21.04.2019, 20:34
Die meiste Zeit hatte er die Blonde in Begleitung ihres Soldatenfreundes gesehen. Es war selbstverständlich, dass sie die beiden einen weitaus schwereren Stand an Board hatten als die anderen, die entweder keine andere Wahl in ihrem Leben mehr hatten, als unter Piratenflagge zu segeln oder sich freiwillig ihrer Truppe angeschlossen hatten. Skadi – Kaladar – und Enrique waren alles andere als freiwillig bei ihnen gelandet. Sie hatten einst auf der anderen Seite gekämpft und auch, wenn sie den beiden wohl ihr Leben verdankten, bedeutete das noch lange nicht, dass man ihnen blind vertrauen konnte. Der schmerzhafte Hieb ihres Knies in seinen empfindlichen Teilen hatte sich definitiv in seinem Hirn eingebrannt. Aber so, wie er jetzt keinen Grund mehr hatte, den Dolch gegen sie zu erheben, hatte sie keinen Grund mehr, sich gegen ihn verteidigen zu müssen. Inzwischen waren sie keine Schiffbrüchigen mehr auf der Sphinx sondern freiwillige Crewmitglieder, die sich ebenso beweisen mussten wie alle anderen. Und Liam war der letzte, der über ihre Talente und Schwächen urteilen würde. Nicht nur, weil er sich durchaus darüber im Klaren war, dass er selbst im Vergleich weitaus weniger nützliche Eigenschaften besaß, was beispielsweise den Kampf anging. Seine Talente lagen in Abenteuerlust und dem Mut, Dinge einfach auszuprobieren, selbst wenn sie großes Potential dazu hatten, ihn umzubringen. Skadi schien bei diesem Prozess allerdings bessere Karten zu haben als Enrique, der in seiner Rolle als ehemaliger Offizier ein wenig festgefahren und steif war.

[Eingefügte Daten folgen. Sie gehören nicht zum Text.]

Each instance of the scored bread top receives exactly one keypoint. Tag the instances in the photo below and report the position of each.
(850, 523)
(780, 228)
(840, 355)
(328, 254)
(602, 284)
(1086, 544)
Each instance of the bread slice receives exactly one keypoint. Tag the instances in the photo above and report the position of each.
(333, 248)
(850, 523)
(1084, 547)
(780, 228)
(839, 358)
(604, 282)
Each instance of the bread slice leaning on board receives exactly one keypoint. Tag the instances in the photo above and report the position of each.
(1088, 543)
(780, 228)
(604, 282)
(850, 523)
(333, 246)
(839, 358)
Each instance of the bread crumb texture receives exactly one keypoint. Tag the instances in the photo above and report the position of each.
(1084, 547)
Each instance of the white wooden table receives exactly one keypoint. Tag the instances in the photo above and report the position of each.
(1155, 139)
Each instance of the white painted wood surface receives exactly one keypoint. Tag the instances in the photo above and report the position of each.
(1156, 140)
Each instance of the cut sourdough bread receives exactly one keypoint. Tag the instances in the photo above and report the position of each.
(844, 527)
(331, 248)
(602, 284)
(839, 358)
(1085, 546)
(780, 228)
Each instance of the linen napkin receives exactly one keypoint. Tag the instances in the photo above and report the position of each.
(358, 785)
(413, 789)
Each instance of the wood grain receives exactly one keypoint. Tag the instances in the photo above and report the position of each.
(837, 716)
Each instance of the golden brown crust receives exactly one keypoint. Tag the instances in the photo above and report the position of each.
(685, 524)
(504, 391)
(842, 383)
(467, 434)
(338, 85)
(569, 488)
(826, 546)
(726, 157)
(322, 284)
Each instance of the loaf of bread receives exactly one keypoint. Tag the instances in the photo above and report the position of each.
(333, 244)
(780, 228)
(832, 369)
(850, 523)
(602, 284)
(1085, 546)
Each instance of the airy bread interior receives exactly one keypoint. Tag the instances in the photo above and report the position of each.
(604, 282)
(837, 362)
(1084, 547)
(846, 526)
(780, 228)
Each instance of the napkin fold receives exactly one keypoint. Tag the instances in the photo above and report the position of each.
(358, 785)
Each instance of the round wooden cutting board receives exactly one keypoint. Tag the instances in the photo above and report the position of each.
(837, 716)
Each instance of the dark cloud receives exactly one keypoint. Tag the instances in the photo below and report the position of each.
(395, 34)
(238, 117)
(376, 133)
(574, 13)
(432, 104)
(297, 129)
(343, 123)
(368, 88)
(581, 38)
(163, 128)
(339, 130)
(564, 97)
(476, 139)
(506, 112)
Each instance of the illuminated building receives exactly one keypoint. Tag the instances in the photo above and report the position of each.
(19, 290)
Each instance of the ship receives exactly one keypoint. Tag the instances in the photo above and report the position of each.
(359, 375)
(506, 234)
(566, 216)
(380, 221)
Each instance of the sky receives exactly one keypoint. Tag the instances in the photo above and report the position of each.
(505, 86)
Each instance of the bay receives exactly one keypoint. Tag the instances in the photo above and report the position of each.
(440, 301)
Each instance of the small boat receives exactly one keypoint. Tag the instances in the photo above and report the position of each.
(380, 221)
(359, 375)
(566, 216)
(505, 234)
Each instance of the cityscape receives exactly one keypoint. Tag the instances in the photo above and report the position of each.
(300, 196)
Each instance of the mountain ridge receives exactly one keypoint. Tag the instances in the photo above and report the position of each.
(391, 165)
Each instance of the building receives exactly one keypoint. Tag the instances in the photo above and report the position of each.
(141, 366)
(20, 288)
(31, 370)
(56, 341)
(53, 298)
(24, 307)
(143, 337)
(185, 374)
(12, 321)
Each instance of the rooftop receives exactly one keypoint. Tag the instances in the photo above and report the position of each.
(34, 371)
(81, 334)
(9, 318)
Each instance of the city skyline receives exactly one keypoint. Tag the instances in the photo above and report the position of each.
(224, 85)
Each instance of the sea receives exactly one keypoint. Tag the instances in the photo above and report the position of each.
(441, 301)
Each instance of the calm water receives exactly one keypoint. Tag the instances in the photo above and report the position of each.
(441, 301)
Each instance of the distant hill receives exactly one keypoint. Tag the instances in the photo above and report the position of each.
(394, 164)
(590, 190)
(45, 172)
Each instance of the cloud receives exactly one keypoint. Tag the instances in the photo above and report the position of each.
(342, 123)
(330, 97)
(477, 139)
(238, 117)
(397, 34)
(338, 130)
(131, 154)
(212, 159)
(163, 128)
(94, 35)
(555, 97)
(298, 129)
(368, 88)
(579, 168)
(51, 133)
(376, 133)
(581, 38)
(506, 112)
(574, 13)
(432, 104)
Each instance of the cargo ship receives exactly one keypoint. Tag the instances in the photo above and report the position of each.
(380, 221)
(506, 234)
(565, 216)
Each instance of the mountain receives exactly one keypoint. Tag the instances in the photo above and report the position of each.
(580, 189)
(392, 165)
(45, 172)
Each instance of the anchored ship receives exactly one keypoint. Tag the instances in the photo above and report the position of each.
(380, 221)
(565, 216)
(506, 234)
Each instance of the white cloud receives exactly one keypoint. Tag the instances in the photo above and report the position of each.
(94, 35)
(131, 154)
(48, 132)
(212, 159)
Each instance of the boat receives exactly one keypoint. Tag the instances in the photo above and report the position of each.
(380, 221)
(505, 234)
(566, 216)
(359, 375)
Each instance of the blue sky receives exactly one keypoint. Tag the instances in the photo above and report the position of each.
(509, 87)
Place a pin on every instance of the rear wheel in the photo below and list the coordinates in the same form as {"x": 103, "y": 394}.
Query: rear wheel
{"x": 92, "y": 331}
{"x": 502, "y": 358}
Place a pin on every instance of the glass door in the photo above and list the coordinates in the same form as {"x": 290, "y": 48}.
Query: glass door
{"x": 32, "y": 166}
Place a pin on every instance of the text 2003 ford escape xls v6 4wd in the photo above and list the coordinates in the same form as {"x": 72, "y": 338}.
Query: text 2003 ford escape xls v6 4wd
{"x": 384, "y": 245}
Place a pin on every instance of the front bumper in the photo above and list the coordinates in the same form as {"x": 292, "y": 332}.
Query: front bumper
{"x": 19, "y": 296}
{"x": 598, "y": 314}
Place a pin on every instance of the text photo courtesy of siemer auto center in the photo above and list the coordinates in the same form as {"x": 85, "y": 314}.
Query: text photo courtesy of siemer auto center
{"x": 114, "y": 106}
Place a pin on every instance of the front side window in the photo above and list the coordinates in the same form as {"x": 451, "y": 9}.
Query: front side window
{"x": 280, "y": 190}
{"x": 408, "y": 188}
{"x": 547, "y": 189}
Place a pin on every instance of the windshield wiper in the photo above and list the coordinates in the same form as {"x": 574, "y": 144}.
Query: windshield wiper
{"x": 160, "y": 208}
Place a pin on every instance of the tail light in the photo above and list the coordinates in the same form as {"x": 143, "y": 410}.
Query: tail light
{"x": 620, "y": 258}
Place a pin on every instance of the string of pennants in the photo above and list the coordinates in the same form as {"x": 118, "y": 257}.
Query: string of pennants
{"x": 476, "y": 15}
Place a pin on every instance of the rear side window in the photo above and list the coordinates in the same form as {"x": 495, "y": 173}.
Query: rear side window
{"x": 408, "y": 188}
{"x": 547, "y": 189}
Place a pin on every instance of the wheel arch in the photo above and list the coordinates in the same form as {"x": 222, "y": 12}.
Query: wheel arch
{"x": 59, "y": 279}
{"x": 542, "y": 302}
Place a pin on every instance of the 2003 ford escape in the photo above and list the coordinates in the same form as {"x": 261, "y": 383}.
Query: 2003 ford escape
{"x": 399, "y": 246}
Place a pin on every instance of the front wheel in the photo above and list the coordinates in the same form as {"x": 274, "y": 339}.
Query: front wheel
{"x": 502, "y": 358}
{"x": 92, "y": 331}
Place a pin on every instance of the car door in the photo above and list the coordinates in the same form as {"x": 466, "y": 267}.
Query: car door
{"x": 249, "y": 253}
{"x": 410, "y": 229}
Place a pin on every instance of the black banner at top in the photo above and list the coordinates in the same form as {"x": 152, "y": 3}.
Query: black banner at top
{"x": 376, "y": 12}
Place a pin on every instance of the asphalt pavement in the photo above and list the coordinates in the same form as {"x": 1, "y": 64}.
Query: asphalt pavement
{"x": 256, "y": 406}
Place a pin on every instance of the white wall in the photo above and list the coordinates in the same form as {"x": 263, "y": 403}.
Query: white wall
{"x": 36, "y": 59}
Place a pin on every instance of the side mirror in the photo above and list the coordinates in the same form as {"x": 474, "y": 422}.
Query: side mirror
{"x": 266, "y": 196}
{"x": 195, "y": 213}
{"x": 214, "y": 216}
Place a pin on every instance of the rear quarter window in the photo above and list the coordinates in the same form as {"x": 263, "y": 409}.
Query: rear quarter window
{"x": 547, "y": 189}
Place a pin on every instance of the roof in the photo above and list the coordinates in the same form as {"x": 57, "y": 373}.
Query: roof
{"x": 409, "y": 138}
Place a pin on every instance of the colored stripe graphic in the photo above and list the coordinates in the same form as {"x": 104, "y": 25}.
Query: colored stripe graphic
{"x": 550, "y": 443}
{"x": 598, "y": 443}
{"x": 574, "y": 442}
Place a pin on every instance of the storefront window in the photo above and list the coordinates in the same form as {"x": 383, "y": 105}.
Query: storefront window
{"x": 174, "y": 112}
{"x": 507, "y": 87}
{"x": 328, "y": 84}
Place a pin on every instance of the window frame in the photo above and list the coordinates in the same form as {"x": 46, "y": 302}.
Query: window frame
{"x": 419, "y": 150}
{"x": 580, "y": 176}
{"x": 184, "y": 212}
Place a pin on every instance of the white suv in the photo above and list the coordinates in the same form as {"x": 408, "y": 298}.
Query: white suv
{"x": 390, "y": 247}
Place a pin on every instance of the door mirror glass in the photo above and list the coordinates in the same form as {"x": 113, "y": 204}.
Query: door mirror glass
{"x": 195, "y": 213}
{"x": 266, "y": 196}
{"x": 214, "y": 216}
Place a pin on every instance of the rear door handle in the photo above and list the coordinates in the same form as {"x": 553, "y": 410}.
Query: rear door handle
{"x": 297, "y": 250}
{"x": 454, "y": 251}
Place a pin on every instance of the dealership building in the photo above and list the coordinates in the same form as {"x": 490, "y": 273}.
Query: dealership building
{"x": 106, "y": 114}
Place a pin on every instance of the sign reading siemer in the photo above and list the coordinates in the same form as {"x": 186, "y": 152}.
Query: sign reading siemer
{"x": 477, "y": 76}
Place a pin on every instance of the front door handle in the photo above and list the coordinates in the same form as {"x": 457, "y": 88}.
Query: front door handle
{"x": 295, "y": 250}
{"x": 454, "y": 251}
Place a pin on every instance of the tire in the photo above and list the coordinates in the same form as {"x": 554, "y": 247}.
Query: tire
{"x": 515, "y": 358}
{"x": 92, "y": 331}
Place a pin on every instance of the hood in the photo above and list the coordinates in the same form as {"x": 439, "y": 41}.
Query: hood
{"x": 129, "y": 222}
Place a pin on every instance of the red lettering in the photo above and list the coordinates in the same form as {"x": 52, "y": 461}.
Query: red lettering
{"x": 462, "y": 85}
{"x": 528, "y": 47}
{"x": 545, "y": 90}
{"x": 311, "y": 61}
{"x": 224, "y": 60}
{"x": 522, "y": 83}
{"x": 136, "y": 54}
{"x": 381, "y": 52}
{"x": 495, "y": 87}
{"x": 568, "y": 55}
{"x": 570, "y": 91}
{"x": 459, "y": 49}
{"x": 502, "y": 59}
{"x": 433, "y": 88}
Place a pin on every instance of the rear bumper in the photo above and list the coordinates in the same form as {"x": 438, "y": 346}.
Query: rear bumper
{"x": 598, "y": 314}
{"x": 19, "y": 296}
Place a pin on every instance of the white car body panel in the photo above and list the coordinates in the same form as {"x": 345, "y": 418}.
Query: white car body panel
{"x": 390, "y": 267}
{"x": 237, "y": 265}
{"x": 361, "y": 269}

Liams Lächeln wurde für einen Moment eine Spur breiter, als sie beteuerte, ‚nur‘ einen Bogen zu besitzen. Nichts, was man unbedingt als Nachteil darstellen konnte, wie er fand. Und definitiv etwas, was nicht unpraktisch zu beherrschen war. Er hatte es nicht so mit der Ruhe und der Geduld, auf den passenden Moment zu warten. Er zählte eher zu denen, die sich besser im Nahkampf verteidigten, wenn sie nicht irgendwie geschickt dem Kampf entgehen konnten.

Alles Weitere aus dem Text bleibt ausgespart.